ELAINE 1 was a clinical trial testing the SERM, selective estrogen receptor modulator, lasofoxifene versus fulvestrant in women with ESR1 mutated metastatic breast cancer who had progressed on an aromatase inhibitor and a CDK4/6 inhibitor. The background here is that these ESR1 mutations are common, they’re one of the most common mechanisms of resistance in the metastatic setting for ER positive/HER2 negative breast cancer and they typically arise in the setting of aromatase inhibitors. They’ve also been seen to arise in the setting of aromatase inhibitors plus palbociclib and other CDK4/6 inhibitors. So they certainly are a viable target, they’re associated with a worse prognosis, that is metastases and worse overall survival.
A very important study to look at whether, in this case, a novel endocrine agent, in this case a SERM, lasofoxifene, could effectively target these ESR1 mutations and also whether that might lead to some clinical improvement. This trial tested lasofoxifene and compared it to fulvestrant. In the overall trial there were over 200 patients screened, 100 patients randomised and the results demonstrated that the median progression free survival of lasofoxifene was a bit over 6 months whereas for fulvestrant it was 4 months. This was not statistically significant but certainly there was a suggestion here that the drug may have a benefit.

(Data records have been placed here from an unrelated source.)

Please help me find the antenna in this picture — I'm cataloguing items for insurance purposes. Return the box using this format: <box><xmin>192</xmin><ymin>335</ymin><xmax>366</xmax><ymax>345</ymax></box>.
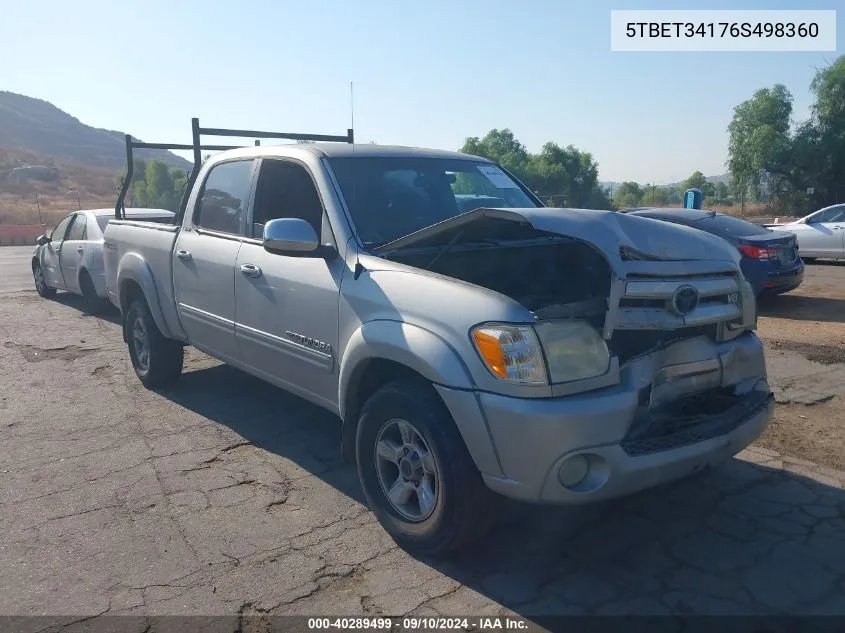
<box><xmin>349</xmin><ymin>81</ymin><xmax>355</xmax><ymax>135</ymax></box>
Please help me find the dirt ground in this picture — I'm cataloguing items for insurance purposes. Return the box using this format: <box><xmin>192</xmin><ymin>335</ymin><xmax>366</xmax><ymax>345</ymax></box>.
<box><xmin>757</xmin><ymin>261</ymin><xmax>845</xmax><ymax>468</ymax></box>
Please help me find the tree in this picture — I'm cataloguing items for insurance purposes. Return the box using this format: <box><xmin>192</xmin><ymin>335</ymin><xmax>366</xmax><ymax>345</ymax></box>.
<box><xmin>117</xmin><ymin>159</ymin><xmax>188</xmax><ymax>211</ymax></box>
<box><xmin>613</xmin><ymin>182</ymin><xmax>644</xmax><ymax>209</ymax></box>
<box><xmin>460</xmin><ymin>128</ymin><xmax>528</xmax><ymax>180</ymax></box>
<box><xmin>728</xmin><ymin>84</ymin><xmax>792</xmax><ymax>201</ymax></box>
<box><xmin>453</xmin><ymin>128</ymin><xmax>612</xmax><ymax>209</ymax></box>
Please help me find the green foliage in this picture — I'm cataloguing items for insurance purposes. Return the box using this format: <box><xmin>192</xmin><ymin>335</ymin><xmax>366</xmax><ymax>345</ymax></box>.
<box><xmin>117</xmin><ymin>159</ymin><xmax>188</xmax><ymax>211</ymax></box>
<box><xmin>728</xmin><ymin>84</ymin><xmax>792</xmax><ymax>200</ymax></box>
<box><xmin>613</xmin><ymin>182</ymin><xmax>645</xmax><ymax>209</ymax></box>
<box><xmin>728</xmin><ymin>56</ymin><xmax>845</xmax><ymax>215</ymax></box>
<box><xmin>454</xmin><ymin>128</ymin><xmax>612</xmax><ymax>209</ymax></box>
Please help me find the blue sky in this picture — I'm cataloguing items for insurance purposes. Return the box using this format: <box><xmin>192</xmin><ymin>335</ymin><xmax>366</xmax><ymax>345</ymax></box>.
<box><xmin>0</xmin><ymin>0</ymin><xmax>845</xmax><ymax>183</ymax></box>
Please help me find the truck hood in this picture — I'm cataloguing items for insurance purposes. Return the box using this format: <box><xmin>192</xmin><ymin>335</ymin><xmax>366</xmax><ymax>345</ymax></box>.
<box><xmin>373</xmin><ymin>207</ymin><xmax>739</xmax><ymax>269</ymax></box>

If we also look at response rates, again we saw higher response rates with lasofoxifene, over 13%, versus not quite 3% with fulvestrant. Again, not meeting statistical significance but really again suggesting that there is clearly a signal that this drug has activity.
So probably one of the most provocative findings, from my standpoint, was the finding as it relates to the ESR1 mutants that we were actually following in the bloodstream. Again, patients in order to be eligible for the trial had a ctDNA blood test that allowed us to detect these ESR1 mutants. Then we simply asked did these mutants decrease or go away in the bloodstream with the addition of lasofoxifene. When we compared lasofoxifene and fulvestrant as it relates to these mutants, what we saw is that there was a greater decrease with lasofoxifene compared to fulvestrant. Probably one of the most interesting findings to me was the Y537S alteration, which was a stratification factor in this trial. This is a difficult to treat ESR1 mutation, probably one of the more difficult ones to treat. What we saw was that lasofoxifene had clearly an on-target effect; it decreased the mutant allele fraction substantially for the Y537S. Interesting, with fulvestrant it actually increased with the Y537S. So that tells us that the drug is clearly having a pharmacodynamics on-target effect.
Where we go from here now is certainly this trial was not powered satisfactorily to be able to see a 2-3 month difference so a larger trial would be needed. But where we’re really going with this drug is in combination therapy. There was another trial presented at the American Society of Clinical Oncology meeting earlier this year and that was the ELAINE 2 trial. In the ELAINE 2 trial these were women with ESR1 mutated metastatic breast cancer, progressed on CDK4/6 inhibitor, many of them progressed on chemotherapy. They received the combination in a single arm of abemaciclib along with lasofoxifene. What was seen in that trial was, again a relatively small population, an impressive 50% response rate and a median progression free survival of almost 14 months.
So it looks to us that it’s clearly important to target these ESR1 mutants but it may not be enough – we’re going to need to use a combination therapy along with the endocrine therapy.